Better by far to build a fairer Ireland - Budget tax promises
Things may be, once again, getting “boomier” but far too many of our public services are struggling to meet the needs and expectations of contemporary Ireland and it seems likely those expectations and demands will grow and grow. Considerable, extra investment is — and will be — needed.
It is time to rebuild rather than repeat the unsustainable excesses of a decade ago. Those hard and costly lessons suggest it is time to have real ambition around what can be achieved in education, health provision, and social protection rather than fuel another bonfire of the vanities — though that scorching indicator is blazing away. New car sales are at record levels and Spanish tourism authorities expect that as many as 1.5m Irish people will take a holiday in their country next year. It is not being overly Calvinist or dour to suggest that our over-stretched public services and that energetic, expanding consumerism seem incongruous.

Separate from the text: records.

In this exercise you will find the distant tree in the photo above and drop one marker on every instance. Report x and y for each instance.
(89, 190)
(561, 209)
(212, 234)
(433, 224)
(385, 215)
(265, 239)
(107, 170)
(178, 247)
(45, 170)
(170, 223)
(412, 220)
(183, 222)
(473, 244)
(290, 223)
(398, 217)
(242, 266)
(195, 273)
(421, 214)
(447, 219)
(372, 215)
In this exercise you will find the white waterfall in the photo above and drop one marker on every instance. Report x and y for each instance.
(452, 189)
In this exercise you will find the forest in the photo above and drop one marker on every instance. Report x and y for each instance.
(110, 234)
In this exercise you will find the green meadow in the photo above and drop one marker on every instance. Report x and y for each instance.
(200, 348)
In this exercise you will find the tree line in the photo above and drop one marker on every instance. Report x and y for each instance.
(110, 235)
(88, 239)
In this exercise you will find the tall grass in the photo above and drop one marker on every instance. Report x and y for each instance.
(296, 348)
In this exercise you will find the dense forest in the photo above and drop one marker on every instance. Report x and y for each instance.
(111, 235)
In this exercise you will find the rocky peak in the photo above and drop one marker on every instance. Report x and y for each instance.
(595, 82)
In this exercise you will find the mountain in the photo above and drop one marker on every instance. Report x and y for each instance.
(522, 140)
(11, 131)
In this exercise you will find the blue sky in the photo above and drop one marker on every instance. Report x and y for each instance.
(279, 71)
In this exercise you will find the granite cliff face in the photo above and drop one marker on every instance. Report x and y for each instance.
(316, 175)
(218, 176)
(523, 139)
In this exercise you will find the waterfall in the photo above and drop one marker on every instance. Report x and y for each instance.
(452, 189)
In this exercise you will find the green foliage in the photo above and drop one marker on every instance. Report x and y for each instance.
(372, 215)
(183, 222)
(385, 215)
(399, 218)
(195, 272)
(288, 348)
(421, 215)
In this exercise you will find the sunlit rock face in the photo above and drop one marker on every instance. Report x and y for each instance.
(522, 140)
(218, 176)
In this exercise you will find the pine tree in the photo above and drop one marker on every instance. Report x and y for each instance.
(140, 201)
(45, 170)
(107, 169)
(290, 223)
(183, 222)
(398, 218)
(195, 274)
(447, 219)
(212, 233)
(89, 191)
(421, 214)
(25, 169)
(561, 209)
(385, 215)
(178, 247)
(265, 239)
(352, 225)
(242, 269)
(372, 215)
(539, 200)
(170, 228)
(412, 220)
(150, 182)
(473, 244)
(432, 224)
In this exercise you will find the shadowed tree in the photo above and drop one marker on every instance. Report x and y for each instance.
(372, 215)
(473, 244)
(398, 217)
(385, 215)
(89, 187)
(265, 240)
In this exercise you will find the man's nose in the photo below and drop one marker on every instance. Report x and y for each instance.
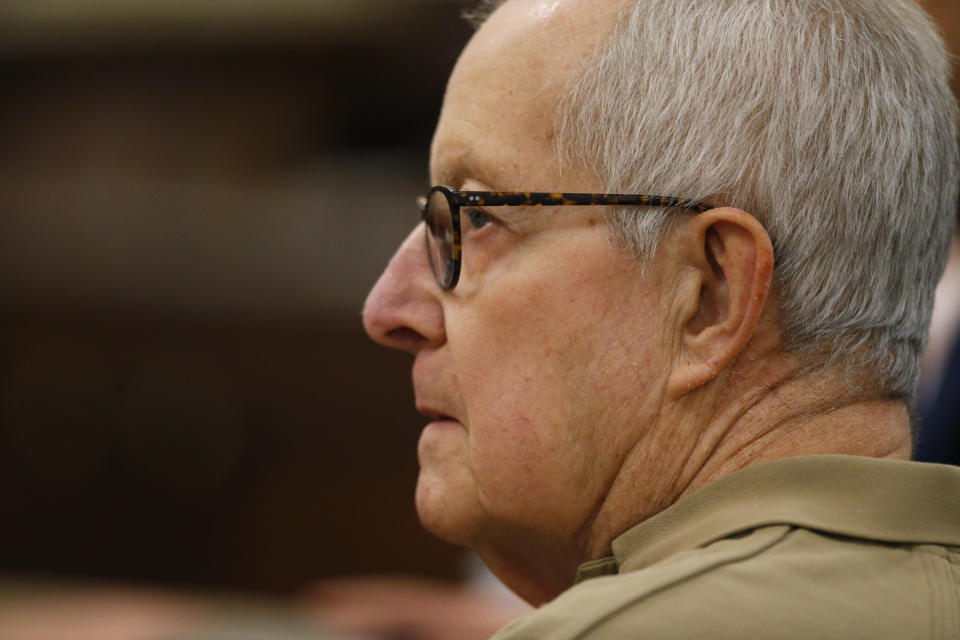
(403, 310)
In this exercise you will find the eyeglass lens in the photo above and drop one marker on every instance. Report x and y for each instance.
(440, 241)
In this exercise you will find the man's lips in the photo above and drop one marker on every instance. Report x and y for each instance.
(435, 415)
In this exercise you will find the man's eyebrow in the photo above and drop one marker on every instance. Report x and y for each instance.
(462, 169)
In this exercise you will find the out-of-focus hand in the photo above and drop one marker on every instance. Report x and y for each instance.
(408, 608)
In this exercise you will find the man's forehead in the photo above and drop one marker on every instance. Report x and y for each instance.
(503, 92)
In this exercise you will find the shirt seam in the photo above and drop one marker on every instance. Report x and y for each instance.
(747, 555)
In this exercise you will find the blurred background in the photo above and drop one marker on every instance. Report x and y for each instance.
(196, 197)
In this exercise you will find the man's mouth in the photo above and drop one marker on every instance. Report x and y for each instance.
(434, 415)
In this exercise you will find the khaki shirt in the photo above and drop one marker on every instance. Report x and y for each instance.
(807, 547)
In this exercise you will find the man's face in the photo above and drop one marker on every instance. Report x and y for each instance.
(540, 370)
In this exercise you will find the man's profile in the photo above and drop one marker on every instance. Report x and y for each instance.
(667, 306)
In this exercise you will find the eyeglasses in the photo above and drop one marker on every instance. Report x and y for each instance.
(440, 210)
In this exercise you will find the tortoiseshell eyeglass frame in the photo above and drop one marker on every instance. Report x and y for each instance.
(448, 275)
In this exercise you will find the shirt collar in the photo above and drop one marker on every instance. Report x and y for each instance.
(881, 500)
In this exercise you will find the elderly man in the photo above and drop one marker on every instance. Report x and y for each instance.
(673, 401)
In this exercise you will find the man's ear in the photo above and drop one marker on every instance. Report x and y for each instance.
(728, 269)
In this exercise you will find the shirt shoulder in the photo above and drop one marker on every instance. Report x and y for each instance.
(773, 582)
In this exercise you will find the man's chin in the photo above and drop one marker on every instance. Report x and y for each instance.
(450, 513)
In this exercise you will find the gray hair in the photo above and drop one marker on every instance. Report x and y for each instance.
(831, 121)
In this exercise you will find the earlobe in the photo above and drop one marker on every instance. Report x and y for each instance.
(729, 260)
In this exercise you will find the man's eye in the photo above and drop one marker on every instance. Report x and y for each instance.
(478, 218)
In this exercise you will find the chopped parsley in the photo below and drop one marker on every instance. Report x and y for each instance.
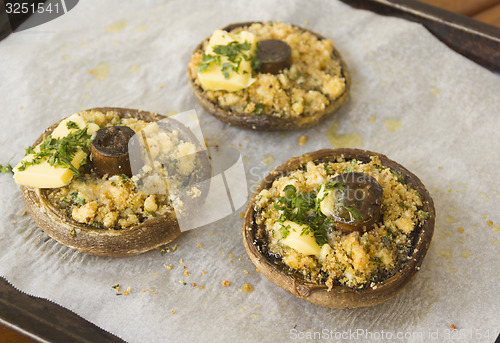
(425, 214)
(258, 108)
(72, 125)
(235, 53)
(301, 208)
(354, 213)
(76, 200)
(59, 152)
(6, 169)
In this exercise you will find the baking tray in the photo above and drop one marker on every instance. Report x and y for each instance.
(29, 315)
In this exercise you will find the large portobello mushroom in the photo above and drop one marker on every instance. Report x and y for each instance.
(338, 296)
(136, 239)
(275, 60)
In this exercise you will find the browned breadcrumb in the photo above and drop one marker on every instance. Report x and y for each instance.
(302, 140)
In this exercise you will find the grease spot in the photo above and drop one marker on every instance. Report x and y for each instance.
(101, 72)
(445, 253)
(450, 219)
(435, 90)
(343, 140)
(247, 288)
(392, 124)
(268, 159)
(466, 253)
(141, 28)
(116, 26)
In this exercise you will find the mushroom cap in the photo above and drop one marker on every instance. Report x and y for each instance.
(266, 122)
(134, 240)
(339, 296)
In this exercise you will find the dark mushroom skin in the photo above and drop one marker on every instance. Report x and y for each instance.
(274, 55)
(265, 122)
(137, 239)
(109, 151)
(358, 202)
(339, 296)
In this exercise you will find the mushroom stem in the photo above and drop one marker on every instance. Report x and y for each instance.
(109, 151)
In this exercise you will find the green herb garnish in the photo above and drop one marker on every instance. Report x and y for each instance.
(6, 169)
(72, 125)
(59, 152)
(354, 213)
(301, 208)
(425, 214)
(387, 242)
(76, 200)
(234, 51)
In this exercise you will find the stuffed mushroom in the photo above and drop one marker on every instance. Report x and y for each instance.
(339, 228)
(268, 76)
(78, 186)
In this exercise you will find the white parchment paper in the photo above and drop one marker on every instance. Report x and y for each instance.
(412, 99)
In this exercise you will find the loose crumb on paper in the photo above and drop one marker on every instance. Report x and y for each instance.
(302, 140)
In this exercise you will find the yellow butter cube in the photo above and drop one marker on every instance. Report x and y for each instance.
(43, 175)
(304, 243)
(213, 78)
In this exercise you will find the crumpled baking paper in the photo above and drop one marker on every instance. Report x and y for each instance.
(412, 98)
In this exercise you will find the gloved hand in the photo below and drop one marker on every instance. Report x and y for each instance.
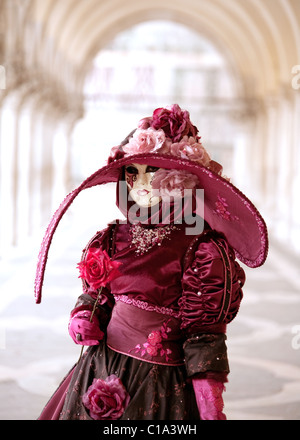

Those society-strengthening ambitions must carry a caveat. Any increase, no matter how modest, in investment in public services must run parallel to reform where it is needed and evolution where it is desirable. Any available resources must be used to enhance services, not pay or conditions except where new entrants to teaching, nursing or the gardaí are paid less than their predecessors but expected to do the same work.
There is too the looming crisis that no one seems willing to recognise or confront in any meaningful way, although Siptu president Jack O’Connor addressed it recently when he suggested that the USC should not be cut at all but rather diverted to try to fund the gargantuan pension obligations facing the State. This seems a sensible, realistic proposal and an acknowledgement of the urgency surrounding this unavoidable issue. It would certainly build confidence if Mr O’Connor’s suggestion, or a version of it, was implemented; even more so if it was supported by the long overdue appointment of a pensions’ minister.
Mr O’Connor is not the only one offering what seems sensible advice to the Government. Central Bank governor Philip Lane has also stressed the need for prudence, warning that spending plans should not be shaped by transitory peaks in tax revenue. Prof Lane said the Government would be wise to assume that a significant portion of the current surge in corporation tax revenue may be a temporary boon. Recent exchequer returns showed corporation tax receipts were €500m ahead of target last month, following a record year in 2015.
A mention of corporation tax brings the Apple ruling into this conversation. National governments must be able to impose fair, proportionate taxes on multinational companies earning profits in their jurisdiction — and it even more important they find the confidence and determination to do so. We have tried the if-I-have-it-I’ll-spend-it model and paid for that silliness. It’s time to see the bigger picture and invest in making Ireland a better and more equitable society.